Para el conocimiento de los ritos litúrgicos orientales en el siglo IV nos proporcionan abundantes materiales: Eusebio, obispo de Cesárea (+ 340), el "Herodoto cristiano," en los diez libros de su Historia eclesiástica. San Efrén Siró (+ 373), el primer gran himno grafo cristiano; San Basilio Magno (+ 379), San Juan Crisóstomo (+ 407) y las primeras reglas monásticas; San Cirilo de Jerusalén (+ 386), en sus cinco Catequesis mistagógicas, dadas a los neófitos en la octava de la Pascua, desarrolló en forma concisa y eficaz la forma del bautismo, confirmación, Eucaristía (misa y comunión). Importantísima para la historia del oficio del año litúrgico en Jerusalén es la Peregrinatio ad loca sancta, escrita por la monja esencia Eteria hacia el año 416-18. Son también de gran interés litúrgico algunas colecciones canónicas seudo apostólicas, escritas entre los siglos III y V, pero con materiales en gran parte más antiguos. Recordaremos entre las más principales: a) la Didascalia de los apóstoles, colección anónima de preceptos morales, disciplinares y litúrgicos, compuesta por un obispo en Siria en la primera mitad del siglo III; b) la Constitución apostólica, reminiscencia, en parte, de la obra anterior y de la Didaché, pero más rica (libro octavo) en elementos litúrgicos (ritos y fórmulas, compilados en la región de Antioquía alrededor del año 380 bajo el seudónimo del Papa Clemente, de donde nace el apelativo que se les ha dado muchas veces a estos escritos de clementinas; c) el llamado Testamentum Domini Nostri lesu Christi, descubierto en siríaco en el año 1899 por monseñor Rahmani, es una ampliación de los anteriores; d) los Canones Hippolyti, que contienen los ritos y las fórmulas para las ordenaciones e importantes normas sobre los catecúmenos, el bautismo, la Pascua, etc. Con relación a la misa, no podemos olvidar el Eucologio, de Serapión de Thmuis (+ 362), con su importantísima anáfora y la otra anáfora eucarística fragmentaria del papiro de Crum. De una época algo posterior son las homilías de Narsai sobre la liturgia de las iglesias siro — caldaicas, y de finales del siglo V las llamadas De ecclesiastica Hierarchia, una especie de tratado de liturgia mística y simbólica, cuyo autor se hace pasar por Dionisio, el convertido por San Pablo en el areópago de Atenas.
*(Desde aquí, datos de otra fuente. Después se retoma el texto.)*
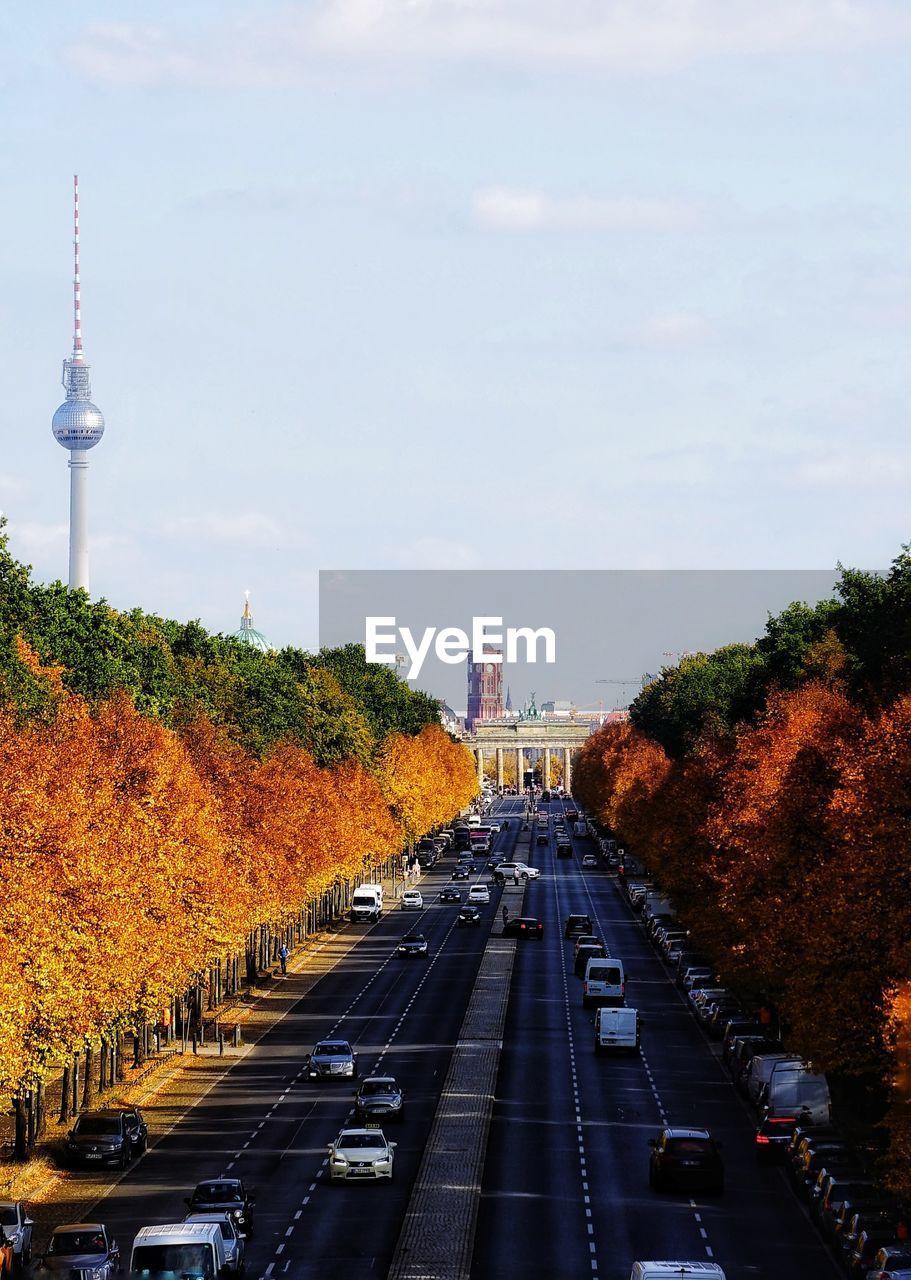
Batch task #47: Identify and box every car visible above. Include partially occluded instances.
[754,1115,797,1165]
[563,915,591,938]
[42,1222,120,1280]
[494,863,541,879]
[184,1212,247,1276]
[65,1108,133,1169]
[303,1039,357,1080]
[649,1128,724,1194]
[398,933,427,960]
[503,915,544,938]
[354,1075,404,1124]
[184,1178,256,1238]
[326,1129,397,1183]
[0,1201,35,1271]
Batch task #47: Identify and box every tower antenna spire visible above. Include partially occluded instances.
[73,173,84,362]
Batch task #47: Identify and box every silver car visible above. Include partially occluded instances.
[184,1212,247,1276]
[328,1129,395,1183]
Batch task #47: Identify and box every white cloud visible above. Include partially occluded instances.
[69,0,911,87]
[162,511,287,547]
[471,187,704,232]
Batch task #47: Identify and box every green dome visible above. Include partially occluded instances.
[234,591,273,653]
En el siglo V comienzan a despuntar las primeras tentativas de codificación litúrgica. Musaeus, sacerdote de Marsella (c. 458), compiló, según nos refiere Genadio una colección de diversas fórmulas para la misa. También un cierto Voconio parece que hizo algo semejante en África. Una serie de oraciones latinas sobre el misterio de la encarnación, conocidas con el nombre de Rotoldo de Rávena, se atribuyeron a San Pedro Crisólogo (c. 450). En esta época la diferenciación litúrgica, que venía elaborándose desde hace algún tiempo en Occidente y que la encontramos antes comenzada, si bien en confuso, en la famosa carta del papa Inocencio I (+ 417) a Decencio, obispo de Gubbio, se desarrolla netamente con rito y fórmulas cada vez más precisas y definitivas.

La Iglesia romana se halla representada por los tres sacramentarios leoniano, gelasiano y gregoriano, llamados así por los nombres de los papas a quienes son atribuidos, aunque sea difícil, en el estado en que nos han llegado, distinguir las partes auténticas de las adiciones posteriores. También la Regula monasteriorum compuesta por San Benito en el año 526, se puede considerar como un eco de las tradiciones litúrgicas de Roma en los capítulos que se refieren a la ordenación del oficio divino. El rito seguido por las iglesias de la alta Italia y de las Galias, llamado por esto galicano, se encuentra minuciosamente descrito e ilustrado en dos cartas atribuidas falsamente a San Germán de París (+ 576), pero que son del último cuarto del siglo VII.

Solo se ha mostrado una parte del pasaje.